Any article or book that speaks to behavior modification could not be held across cultural boundaries. The incentive to work, the concept of education, the structure of classrooms, the role of the culture's country in the world - these vary tremendously from country to country.
Ellen LaffertyOn 8/31/13, Mackenzee wrote: > What sort of teaching methods could you use to motivate > students who dislike math to at least warm up to the > subject?
The kids for whom math is obtuse an...See MoreOn 8/31/13, Mackenzee wrote: > What sort of teaching methods could you use to motivate > students who dislike math to at least warm up to the > subject?
Math is hard for many people - in fact, for some people it's painfully difficult to grasp mathematical operations and how to do them.
The kids for whom math is obtuse and confusing don't like math. Why would they?
It's also true that math is a tool that was invented to serve other disciplines but fir the most part we pull math out if its actual use and teach it in isolation from its real purposes. We make up problems that are solved rather like a parlor game.
Math reveals truths and enables truth, Without math we could not communicate how far away the sun is or what temperature it is or what time it really is. What is the average income of Americans? What is the richest country on the earth? (Qatar) how do we know that?

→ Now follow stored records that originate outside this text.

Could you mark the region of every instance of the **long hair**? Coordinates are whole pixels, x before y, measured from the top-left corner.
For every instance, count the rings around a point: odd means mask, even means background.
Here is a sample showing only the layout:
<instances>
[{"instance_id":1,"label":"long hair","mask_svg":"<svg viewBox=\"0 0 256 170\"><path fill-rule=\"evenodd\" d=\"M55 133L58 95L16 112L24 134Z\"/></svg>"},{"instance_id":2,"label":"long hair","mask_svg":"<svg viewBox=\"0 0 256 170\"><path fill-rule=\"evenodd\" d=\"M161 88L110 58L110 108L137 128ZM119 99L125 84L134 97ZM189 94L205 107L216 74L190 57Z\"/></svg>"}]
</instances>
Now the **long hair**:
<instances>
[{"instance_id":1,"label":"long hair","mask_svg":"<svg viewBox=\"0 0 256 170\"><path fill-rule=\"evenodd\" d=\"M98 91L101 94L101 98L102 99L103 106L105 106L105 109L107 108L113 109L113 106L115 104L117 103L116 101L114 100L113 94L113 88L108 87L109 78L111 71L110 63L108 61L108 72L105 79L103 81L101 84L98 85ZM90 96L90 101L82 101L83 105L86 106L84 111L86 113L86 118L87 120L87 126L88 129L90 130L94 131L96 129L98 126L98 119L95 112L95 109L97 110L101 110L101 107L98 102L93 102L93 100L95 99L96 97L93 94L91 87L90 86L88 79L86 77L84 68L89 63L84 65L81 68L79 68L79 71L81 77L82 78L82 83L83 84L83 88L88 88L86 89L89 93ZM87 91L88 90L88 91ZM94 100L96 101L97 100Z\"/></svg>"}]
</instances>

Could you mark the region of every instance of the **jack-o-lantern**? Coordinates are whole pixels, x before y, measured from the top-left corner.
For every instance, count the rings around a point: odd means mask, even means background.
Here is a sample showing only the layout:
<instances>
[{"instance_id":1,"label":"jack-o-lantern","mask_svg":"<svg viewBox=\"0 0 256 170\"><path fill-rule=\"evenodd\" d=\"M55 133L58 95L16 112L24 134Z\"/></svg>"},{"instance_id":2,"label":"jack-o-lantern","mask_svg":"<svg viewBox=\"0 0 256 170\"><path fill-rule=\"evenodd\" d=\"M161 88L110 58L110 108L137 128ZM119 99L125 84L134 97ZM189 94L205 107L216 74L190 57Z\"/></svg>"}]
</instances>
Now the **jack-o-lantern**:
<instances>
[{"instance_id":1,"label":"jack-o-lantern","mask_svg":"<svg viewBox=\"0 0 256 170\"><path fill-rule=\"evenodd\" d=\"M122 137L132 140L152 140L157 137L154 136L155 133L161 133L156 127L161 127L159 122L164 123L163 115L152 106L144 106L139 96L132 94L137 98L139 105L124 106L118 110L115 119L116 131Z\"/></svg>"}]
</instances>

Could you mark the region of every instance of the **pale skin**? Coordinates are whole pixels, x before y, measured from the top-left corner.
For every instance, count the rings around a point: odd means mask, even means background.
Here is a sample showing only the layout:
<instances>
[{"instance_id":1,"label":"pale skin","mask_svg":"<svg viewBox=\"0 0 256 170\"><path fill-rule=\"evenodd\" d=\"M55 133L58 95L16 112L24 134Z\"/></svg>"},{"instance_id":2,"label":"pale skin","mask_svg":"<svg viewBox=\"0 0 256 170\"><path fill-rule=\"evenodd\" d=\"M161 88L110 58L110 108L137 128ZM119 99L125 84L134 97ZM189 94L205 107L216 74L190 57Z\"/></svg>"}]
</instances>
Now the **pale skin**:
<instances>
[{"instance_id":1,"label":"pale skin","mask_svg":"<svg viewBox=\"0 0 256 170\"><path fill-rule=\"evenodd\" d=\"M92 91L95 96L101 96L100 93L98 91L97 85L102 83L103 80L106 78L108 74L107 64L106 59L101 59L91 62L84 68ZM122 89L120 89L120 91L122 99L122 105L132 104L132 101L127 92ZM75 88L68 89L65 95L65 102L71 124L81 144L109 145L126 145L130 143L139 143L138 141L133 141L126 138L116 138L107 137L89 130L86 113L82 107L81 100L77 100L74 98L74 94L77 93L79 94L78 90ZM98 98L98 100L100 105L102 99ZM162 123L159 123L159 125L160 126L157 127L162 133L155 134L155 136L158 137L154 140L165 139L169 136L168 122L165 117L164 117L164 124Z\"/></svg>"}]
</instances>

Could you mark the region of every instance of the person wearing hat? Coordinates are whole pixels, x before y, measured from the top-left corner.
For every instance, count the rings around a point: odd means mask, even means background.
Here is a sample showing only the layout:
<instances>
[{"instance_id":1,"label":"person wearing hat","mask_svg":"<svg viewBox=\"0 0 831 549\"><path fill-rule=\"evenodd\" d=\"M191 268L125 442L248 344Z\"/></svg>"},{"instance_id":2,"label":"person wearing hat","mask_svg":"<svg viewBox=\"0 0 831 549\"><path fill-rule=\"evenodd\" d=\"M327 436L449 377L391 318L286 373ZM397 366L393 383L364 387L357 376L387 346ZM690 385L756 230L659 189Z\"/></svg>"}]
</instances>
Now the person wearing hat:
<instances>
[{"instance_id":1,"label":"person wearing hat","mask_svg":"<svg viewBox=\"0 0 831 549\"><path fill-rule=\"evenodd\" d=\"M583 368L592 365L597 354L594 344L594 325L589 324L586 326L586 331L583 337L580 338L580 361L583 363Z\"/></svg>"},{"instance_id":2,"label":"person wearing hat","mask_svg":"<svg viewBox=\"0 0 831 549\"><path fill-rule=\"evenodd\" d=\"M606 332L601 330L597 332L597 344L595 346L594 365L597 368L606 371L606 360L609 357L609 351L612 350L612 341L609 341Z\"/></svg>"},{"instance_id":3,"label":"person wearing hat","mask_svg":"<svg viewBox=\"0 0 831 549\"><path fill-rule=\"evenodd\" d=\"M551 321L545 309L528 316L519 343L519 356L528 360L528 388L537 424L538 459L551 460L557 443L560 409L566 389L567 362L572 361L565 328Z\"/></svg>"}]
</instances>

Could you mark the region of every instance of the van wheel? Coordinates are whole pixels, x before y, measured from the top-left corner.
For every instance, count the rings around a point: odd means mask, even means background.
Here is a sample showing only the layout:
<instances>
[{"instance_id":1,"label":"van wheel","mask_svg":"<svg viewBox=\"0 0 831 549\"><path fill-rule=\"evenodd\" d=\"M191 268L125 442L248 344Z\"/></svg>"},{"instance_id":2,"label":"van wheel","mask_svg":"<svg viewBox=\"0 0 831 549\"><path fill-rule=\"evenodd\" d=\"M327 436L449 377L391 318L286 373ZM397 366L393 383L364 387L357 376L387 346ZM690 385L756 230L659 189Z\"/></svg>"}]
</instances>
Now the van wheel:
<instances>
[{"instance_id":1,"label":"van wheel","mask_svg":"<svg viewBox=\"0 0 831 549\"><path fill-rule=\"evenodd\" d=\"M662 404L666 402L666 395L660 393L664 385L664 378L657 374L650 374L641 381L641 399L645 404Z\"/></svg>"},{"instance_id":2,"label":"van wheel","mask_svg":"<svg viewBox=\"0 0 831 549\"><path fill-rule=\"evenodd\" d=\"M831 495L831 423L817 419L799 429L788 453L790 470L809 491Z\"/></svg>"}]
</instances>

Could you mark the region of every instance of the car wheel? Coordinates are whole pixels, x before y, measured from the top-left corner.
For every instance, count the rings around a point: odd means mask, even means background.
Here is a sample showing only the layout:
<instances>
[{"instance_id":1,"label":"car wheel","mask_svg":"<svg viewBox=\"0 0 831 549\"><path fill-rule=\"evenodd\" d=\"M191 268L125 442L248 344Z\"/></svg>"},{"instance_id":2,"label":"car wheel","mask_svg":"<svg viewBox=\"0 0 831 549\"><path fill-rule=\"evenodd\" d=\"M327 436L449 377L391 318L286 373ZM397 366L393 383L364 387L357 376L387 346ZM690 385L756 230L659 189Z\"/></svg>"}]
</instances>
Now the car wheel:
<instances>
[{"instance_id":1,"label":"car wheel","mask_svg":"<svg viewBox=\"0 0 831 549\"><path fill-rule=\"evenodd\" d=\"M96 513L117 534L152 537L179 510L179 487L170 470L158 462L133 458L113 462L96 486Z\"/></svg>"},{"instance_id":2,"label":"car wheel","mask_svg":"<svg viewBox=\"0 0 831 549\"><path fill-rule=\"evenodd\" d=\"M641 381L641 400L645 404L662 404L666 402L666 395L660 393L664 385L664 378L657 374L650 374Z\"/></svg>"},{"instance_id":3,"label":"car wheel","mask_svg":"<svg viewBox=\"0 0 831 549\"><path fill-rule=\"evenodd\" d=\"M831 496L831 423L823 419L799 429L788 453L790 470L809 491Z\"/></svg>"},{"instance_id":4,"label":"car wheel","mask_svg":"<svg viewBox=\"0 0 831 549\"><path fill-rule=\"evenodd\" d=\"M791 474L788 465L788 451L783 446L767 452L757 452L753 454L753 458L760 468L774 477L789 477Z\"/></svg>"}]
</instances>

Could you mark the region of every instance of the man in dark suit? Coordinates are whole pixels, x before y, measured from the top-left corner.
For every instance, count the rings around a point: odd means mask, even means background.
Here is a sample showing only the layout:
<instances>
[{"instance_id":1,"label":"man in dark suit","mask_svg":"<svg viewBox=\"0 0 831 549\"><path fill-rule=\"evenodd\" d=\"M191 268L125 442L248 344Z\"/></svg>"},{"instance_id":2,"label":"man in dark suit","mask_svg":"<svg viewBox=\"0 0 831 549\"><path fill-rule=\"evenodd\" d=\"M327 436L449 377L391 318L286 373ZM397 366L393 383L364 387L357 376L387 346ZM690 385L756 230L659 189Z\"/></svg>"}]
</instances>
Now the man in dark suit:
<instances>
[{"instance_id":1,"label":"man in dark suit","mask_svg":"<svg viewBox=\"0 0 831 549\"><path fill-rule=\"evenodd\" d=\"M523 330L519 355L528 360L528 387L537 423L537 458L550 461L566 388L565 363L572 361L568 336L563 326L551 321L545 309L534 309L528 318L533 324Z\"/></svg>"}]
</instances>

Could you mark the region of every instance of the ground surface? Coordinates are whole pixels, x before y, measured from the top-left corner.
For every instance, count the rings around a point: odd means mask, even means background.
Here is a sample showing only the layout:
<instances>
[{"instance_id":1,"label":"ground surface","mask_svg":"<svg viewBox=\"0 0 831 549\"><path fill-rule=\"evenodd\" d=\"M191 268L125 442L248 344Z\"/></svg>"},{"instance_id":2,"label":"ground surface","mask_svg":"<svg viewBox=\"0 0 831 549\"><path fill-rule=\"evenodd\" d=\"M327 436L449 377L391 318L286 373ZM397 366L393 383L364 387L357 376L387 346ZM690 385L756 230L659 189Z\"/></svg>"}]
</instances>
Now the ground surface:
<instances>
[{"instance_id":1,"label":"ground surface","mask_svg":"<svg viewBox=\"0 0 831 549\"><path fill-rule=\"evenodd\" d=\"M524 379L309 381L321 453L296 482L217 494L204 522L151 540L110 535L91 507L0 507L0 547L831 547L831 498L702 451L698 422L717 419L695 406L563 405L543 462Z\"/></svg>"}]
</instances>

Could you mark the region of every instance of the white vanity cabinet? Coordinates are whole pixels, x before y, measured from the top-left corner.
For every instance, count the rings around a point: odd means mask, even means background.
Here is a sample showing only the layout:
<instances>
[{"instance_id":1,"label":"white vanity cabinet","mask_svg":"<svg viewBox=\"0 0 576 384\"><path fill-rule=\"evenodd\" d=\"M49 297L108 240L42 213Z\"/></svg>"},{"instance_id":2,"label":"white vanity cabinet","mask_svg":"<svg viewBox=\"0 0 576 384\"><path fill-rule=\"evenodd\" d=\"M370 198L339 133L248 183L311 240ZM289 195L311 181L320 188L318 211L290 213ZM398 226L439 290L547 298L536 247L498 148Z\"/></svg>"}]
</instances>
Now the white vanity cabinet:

Math tells us so. But instead of teaching averages with real data, we use made up problems from a book.
Why should they like that? I tell them just that. When kids tell math teachers they don't like math, I've seen teachers grimace as if the kid stomped on a kitten. It's ok to not like math. Let them know that and let them know our methods for teaching math need some work... "It's not you it's the way the textbook is written" helps them too.
Those thing said I try to show them some real parlor tricks. "Go through one day without using a number or let's have a conversation right now and see if you can answer my questions without referring to numbers/math".
They can't but they have fun trying.
And then I plan my assessments to foster their success - success goes a long way toward helping them to get a new head on in regard to math. No one likes any subject or any activity that they consistently fail or eternally do poorly at.
“People only do their best at things they truly enjoy,” Jack Nicklaus – Hall of Fame golfer. I’m sure we have all experienced this at some point in our lives. For me personally it didn’t happen until my senior year in high school... Click below to read the rest, then please pass it on.
Was this an assignment given by your ed professor? It's such a broad and almost silly question. How does your professor incorporate technology in his/her lessons to help motivate you?